Meydanı, Değirmendere'ye bağlayan Erzurum Caddesi'nin sonuna yaklaştığımızda tarihi çeşmenin devamında fındık alım satım yerleri vardı. Babam, buradaki dükkan sahiplerinin neredeyse tamamıyla selamlaştı, hal hatır sordu. Caddenin sonuna gelip, Sahil Caddesi'ne geldiğimizde, yoldan karşıya geçip "Değirmendere Çarşısı" aralığına doğru yol aldık. Girişin yaklaşık yüz metre ilerisinde, sağ tarafta Demirci İsmail Bey'in dükkanı vardı o yıllarda. Babamla çok iyi dostlukları olmuştur yıllar yılı. Dükkana vardığımızda İsmail Bey, yanındaki çırakla çekiç sallıyordu.

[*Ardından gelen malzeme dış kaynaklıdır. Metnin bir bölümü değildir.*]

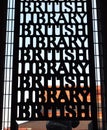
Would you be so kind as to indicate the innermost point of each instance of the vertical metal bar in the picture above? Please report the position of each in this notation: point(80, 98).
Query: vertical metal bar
point(3, 13)
point(92, 66)
point(103, 14)
point(14, 125)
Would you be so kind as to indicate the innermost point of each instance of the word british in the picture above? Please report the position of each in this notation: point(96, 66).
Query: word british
point(53, 60)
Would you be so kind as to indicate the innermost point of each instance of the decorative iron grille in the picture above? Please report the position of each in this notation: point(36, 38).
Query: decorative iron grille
point(80, 12)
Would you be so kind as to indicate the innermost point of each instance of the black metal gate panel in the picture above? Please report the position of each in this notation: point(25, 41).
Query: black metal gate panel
point(53, 75)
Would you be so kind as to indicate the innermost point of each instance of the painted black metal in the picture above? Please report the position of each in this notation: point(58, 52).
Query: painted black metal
point(3, 13)
point(62, 69)
point(103, 15)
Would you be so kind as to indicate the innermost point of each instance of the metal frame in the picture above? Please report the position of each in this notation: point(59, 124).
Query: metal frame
point(3, 14)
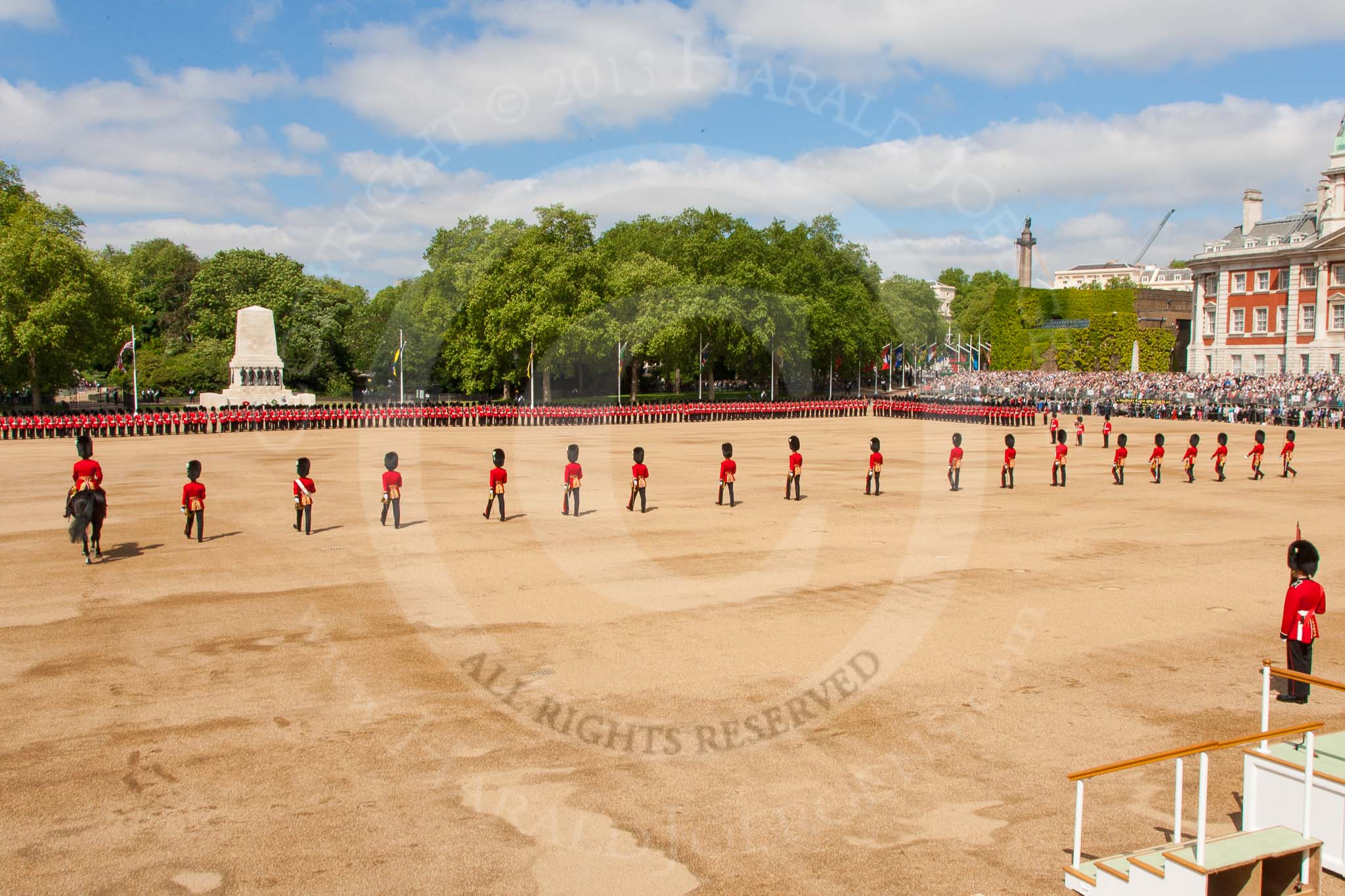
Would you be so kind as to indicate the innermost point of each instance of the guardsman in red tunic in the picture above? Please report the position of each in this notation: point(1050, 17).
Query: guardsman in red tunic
point(88, 472)
point(1220, 456)
point(1156, 459)
point(875, 467)
point(1304, 602)
point(1189, 458)
point(1057, 468)
point(573, 479)
point(304, 489)
point(499, 476)
point(795, 475)
point(1286, 456)
point(391, 490)
point(1118, 461)
point(639, 479)
point(728, 472)
point(956, 464)
point(1256, 453)
point(194, 501)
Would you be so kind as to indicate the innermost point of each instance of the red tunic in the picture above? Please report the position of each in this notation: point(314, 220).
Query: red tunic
point(1302, 595)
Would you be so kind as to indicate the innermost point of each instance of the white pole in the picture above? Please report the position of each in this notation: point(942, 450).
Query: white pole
point(135, 373)
point(1265, 707)
point(1308, 801)
point(1200, 811)
point(1178, 805)
point(1079, 819)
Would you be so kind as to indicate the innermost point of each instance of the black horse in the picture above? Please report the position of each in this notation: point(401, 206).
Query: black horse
point(88, 508)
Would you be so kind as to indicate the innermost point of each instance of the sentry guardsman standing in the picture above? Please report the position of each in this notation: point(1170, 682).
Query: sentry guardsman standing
point(1286, 456)
point(499, 476)
point(304, 489)
point(573, 479)
point(956, 463)
point(391, 490)
point(875, 467)
point(194, 501)
point(1189, 458)
point(1256, 454)
point(728, 472)
point(795, 469)
point(639, 479)
point(1304, 602)
point(1118, 461)
point(1220, 456)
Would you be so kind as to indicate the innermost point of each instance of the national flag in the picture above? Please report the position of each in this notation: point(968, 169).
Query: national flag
point(123, 352)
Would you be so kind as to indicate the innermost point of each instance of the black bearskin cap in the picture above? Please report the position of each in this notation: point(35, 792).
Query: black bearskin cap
point(1302, 557)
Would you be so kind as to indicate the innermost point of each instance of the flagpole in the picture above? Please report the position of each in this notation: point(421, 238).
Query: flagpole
point(135, 373)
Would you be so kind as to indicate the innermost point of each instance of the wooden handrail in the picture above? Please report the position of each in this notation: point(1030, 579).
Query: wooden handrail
point(1145, 761)
point(1304, 677)
point(1271, 735)
point(1210, 746)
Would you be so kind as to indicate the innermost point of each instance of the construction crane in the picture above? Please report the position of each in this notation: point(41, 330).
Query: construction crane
point(1153, 236)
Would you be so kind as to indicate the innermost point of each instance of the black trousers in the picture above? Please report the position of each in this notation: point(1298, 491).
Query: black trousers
point(1300, 660)
point(200, 519)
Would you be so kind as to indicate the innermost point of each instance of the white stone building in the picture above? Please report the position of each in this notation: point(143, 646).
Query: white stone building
point(1270, 295)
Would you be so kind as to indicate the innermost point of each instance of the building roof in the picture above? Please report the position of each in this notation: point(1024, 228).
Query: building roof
point(1283, 227)
point(1107, 267)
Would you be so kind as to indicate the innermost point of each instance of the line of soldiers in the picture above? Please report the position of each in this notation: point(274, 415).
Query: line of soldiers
point(1007, 413)
point(326, 417)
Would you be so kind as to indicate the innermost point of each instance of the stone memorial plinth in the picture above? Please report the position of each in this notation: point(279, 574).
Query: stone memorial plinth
point(256, 373)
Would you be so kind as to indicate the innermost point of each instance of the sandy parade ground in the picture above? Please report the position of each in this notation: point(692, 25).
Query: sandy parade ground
point(843, 695)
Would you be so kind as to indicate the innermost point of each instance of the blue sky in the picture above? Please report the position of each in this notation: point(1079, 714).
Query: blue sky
point(342, 133)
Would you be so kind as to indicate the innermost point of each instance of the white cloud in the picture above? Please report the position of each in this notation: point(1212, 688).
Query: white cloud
point(259, 12)
point(304, 139)
point(1015, 41)
point(34, 14)
point(537, 69)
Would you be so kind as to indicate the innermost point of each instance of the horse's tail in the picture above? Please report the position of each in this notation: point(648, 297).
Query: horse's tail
point(81, 515)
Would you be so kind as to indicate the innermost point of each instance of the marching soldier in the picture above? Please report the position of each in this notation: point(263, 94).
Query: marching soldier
point(391, 490)
point(1304, 602)
point(194, 501)
point(639, 479)
point(795, 469)
point(304, 489)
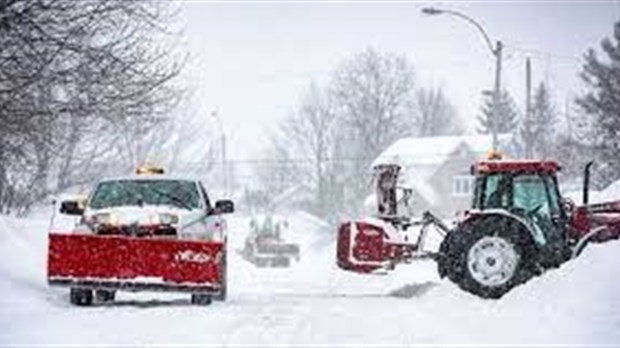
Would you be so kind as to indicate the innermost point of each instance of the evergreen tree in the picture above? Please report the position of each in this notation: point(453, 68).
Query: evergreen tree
point(538, 128)
point(506, 116)
point(602, 101)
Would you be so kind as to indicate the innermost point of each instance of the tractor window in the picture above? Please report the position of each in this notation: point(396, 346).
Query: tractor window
point(497, 191)
point(530, 194)
point(554, 195)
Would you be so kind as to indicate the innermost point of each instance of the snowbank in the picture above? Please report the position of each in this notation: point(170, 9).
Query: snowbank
point(313, 303)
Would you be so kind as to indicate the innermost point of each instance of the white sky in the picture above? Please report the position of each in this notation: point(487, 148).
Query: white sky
point(252, 61)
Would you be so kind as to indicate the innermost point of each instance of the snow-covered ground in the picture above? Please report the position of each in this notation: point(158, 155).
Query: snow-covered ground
point(312, 303)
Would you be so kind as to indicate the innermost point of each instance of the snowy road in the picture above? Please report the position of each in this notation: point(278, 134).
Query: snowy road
point(313, 303)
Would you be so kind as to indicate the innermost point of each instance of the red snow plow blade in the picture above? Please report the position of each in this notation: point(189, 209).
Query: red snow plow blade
point(129, 263)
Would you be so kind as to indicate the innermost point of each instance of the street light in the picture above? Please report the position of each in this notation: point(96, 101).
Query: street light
point(495, 51)
point(216, 116)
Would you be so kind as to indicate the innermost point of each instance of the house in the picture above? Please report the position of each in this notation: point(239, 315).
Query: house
point(437, 169)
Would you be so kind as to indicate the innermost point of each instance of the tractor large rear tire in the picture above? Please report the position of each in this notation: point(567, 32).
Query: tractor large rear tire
point(488, 257)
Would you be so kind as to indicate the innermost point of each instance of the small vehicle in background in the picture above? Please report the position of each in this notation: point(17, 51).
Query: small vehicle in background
point(265, 245)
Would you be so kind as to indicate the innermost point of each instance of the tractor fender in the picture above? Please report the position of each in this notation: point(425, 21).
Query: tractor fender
point(534, 236)
point(583, 241)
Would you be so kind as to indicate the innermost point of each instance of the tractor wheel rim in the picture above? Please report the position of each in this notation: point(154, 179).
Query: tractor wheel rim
point(492, 261)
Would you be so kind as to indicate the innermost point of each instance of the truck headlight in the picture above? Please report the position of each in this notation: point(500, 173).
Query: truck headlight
point(99, 219)
point(168, 219)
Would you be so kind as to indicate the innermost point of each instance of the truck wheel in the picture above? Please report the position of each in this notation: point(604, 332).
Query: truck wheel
point(201, 299)
point(221, 296)
point(489, 258)
point(81, 297)
point(105, 295)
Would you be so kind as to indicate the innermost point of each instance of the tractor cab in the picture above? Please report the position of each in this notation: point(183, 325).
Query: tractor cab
point(527, 190)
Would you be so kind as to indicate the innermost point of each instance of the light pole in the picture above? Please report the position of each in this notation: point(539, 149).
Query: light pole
point(497, 53)
point(216, 116)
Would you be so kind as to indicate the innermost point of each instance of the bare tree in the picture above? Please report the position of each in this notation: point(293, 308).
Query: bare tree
point(338, 130)
point(82, 86)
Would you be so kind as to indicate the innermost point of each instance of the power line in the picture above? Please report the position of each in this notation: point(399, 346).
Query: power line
point(545, 54)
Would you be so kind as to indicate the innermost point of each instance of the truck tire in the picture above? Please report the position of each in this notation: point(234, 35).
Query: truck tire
point(105, 295)
point(488, 257)
point(221, 296)
point(81, 297)
point(201, 299)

Babamın selamını aldıktan sonra oturmamız için yer gösteren İsmail Bey, "Bana iki dakika izin verir misin Kemal Bey? Şurada az bir işim kaldı" dedi ve çekiç vurmaya devam etti.

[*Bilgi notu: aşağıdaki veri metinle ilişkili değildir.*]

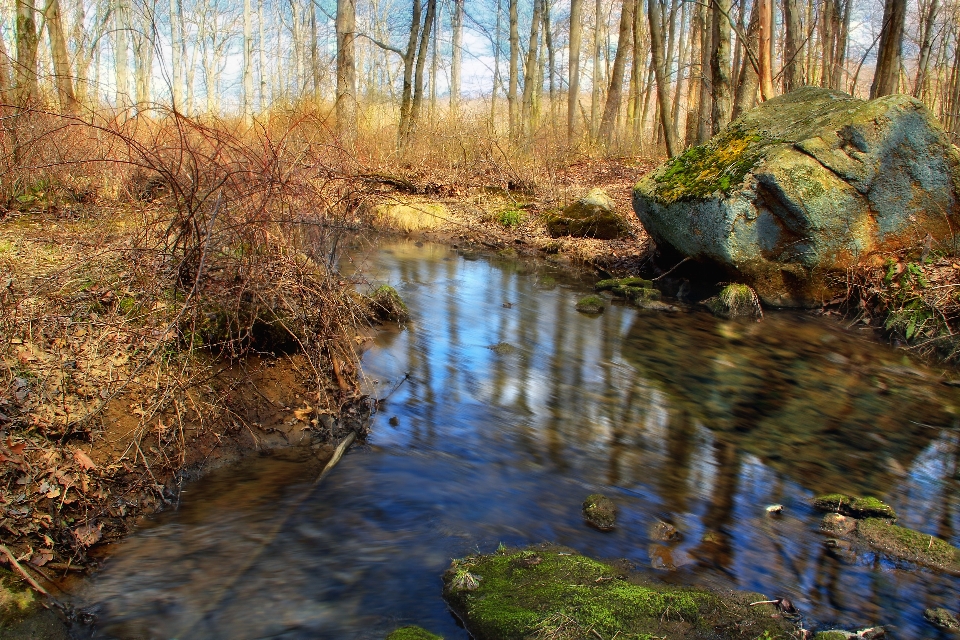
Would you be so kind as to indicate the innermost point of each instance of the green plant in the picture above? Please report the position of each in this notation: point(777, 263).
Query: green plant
point(510, 217)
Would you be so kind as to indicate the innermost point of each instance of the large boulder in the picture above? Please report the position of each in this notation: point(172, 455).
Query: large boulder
point(803, 187)
point(592, 216)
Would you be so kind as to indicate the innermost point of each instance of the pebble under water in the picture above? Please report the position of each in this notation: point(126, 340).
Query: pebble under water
point(516, 408)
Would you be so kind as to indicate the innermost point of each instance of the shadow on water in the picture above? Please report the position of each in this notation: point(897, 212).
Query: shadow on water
point(517, 407)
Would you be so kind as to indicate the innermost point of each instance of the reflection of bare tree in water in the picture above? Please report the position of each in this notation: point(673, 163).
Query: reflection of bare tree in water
point(672, 479)
point(716, 549)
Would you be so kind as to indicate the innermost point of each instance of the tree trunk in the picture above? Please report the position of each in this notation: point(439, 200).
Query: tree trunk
point(496, 66)
point(659, 67)
point(346, 73)
point(886, 79)
point(792, 69)
point(530, 69)
point(595, 100)
point(514, 68)
point(696, 75)
point(749, 81)
point(615, 92)
point(406, 100)
point(720, 65)
point(60, 57)
point(143, 48)
point(926, 44)
point(121, 53)
point(261, 54)
point(766, 48)
point(456, 23)
point(705, 117)
point(422, 53)
point(573, 97)
point(551, 56)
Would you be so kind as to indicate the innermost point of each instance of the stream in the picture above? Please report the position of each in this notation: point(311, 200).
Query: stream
point(516, 408)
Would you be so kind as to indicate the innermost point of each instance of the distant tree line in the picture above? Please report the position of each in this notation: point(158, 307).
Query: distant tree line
point(675, 71)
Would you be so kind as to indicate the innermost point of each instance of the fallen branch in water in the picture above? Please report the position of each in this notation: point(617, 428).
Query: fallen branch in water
point(23, 572)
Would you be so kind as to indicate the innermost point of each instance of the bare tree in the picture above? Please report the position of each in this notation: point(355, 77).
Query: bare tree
point(530, 78)
point(456, 24)
point(720, 65)
point(615, 92)
point(346, 72)
point(514, 68)
point(573, 97)
point(58, 53)
point(654, 13)
point(792, 69)
point(886, 79)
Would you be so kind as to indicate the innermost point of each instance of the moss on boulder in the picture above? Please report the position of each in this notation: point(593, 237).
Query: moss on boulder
point(23, 615)
point(803, 187)
point(564, 595)
point(413, 633)
point(906, 544)
point(735, 301)
point(592, 216)
point(600, 512)
point(866, 507)
point(387, 304)
point(591, 304)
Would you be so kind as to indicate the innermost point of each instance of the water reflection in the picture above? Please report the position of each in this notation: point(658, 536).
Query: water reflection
point(516, 407)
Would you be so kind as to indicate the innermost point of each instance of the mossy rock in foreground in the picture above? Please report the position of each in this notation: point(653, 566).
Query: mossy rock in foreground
point(555, 592)
point(735, 301)
point(591, 305)
point(413, 633)
point(22, 614)
point(593, 216)
point(906, 544)
point(599, 511)
point(388, 305)
point(867, 507)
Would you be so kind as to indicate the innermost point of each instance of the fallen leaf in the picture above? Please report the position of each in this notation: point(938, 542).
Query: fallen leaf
point(84, 460)
point(88, 534)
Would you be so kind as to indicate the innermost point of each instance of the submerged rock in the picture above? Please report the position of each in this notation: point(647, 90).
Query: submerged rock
point(413, 633)
point(942, 619)
point(600, 512)
point(906, 544)
point(591, 305)
point(584, 596)
point(735, 301)
point(592, 216)
point(867, 507)
point(836, 524)
point(804, 186)
point(388, 305)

İlk kez Değirmendere Çarşısı'na gidiyordum. İlk kez bu kadar at arabasını bir arada görüyordum. Atlar, köylere çalışan çok eski birkaç minibüs ve daha da önemlisi beni çok etkileyen ilginç kıyafetli insanlar…
İsmail Bey'in elindeki çekiç, bizim daha önce gördüklerimizden çok daha büyüktü. Tezgahın üzerine tepesinden koyulmuş bir çekiç, yukarı doğru duran sapına avuç içiyle yaslanan İsmail Bey, babamla sohbetini sürdürüyor. Bu sırada iki kahve ile bana da limonata söyleyen çırak tezgah başına gelince, kocaman ateşin içindeki kızıla dönmüş demiri çıkarıp, büyükçe bir demirin (örs) üzerine koydu. Babamın üzerindeki bakışlarını kor haline dönmüş demire çeviren İsmail Usta, hafifçe elindeki çekiçle bir yere dokundu; hemen ardından belirli bir güçle çırak aynı yere daha büyük bir çekiçle vurdu. Bu işlem, birkaç kez tekrarlandı.
Demirin dövüldüğünü nereden bilebilirdim ki! Daha önce hiç görmemiştim, ne yaptıklarını da bilmiyordum. Daha sonraki yıllarda öğrendim; ustanın elindeki, çekiçle balyoz arası büyüklükte madurga, çırağın elindeki de balyoz. Ustanın, madurga ile her dokunduğu yere, çırak belirli bir güçle balyozu indiriyor. Birkaç vuruştan sonra demiri kovanın içerisindeki suya sokup çıkaran İsmail Bey, demiri yeniden içerisi kor ateşle dolu kocaman bir mangalın (bana göre) içerisine soktu. İkinci kez dövülen demir, giderek orak şeklini almaya başladığında, şaşkına dönmüştüm.
Bütün bu olan biteni izlerken, sanırım soluk bile almıyordum; bir süre ağzım açık kalmıştı. Olağanüstü bir işti bana göre. Babamın, demirci dükkanında uzun oturması, aralarında çok yakın bir dostluk olduğunun göstergesiydi.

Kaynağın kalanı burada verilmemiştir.